‘Woefully inadequate’ Scottish report on Balfour Declaration criticised

Community leaders hit out at a 'one-sided' document which addresses the possibility for peace between Israel and the Palestinians

Arthur Balfour and the declaration which issued official sympathy for the Jewish national movement

Jewish groups across Britain reacted with tempered anger this week, after the Church of Scotland passed a “woefully inadequate” motion on the centenary of the Balfour Declaration.

The vote, taken at the church’s General Assembly on Monday, followed the publication of the Balfour 100 Report last month, which called for a “just peace” in Israel/Palestine, but which was derided as one-sided in its condemnation of Jewish settlements in the West Bank.

Board of Deputies president Jonathan Arkush said: “We called out the bias inherent in the document when it was first published and our view remains that it was woefully inadequate in addressing the historical realities of the situation, with some seeking to make the conclusions yet more unbalanced.”

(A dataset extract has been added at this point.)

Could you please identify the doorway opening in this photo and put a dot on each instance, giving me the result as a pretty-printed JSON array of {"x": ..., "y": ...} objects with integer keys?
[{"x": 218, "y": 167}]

Yet he said there were positive signs, after the debate on the floor of the Assembly expressly mandated the condemnation of Hamas and rejected a proposal for supporting the Boycott, Divestment and Sanctions (BDS) movement.

“This shows that there are those in the Kirk who are prepared to listen and engage more constructively,” said Arkush. “Time will tell whether the Church of Scotland wishes to choose truth or polemic.”

Ephraim Borowski from the Scottish Council of Jewish Communities (SCoJeC) said: “We remain disappointed at parts of the Church’s report and at the tone of some of the speeches in the debate, whose hostility reduced some church members to tears on the pavement outside.”

However, he added: “We acknowledge the efforts to try to make the report more balanced on the complexities of the Middle East, and welcome the Assembly’s condemnation of the genocidal aims of Hamas and the rejection of economic sanctions against Israel as being counter-productive and unjust.”

He added that “much work” remains to be done to build better relations between the Church of Scotland and the Jewish community north of the border, but said: “There is a clear will for both our doors to remain open.”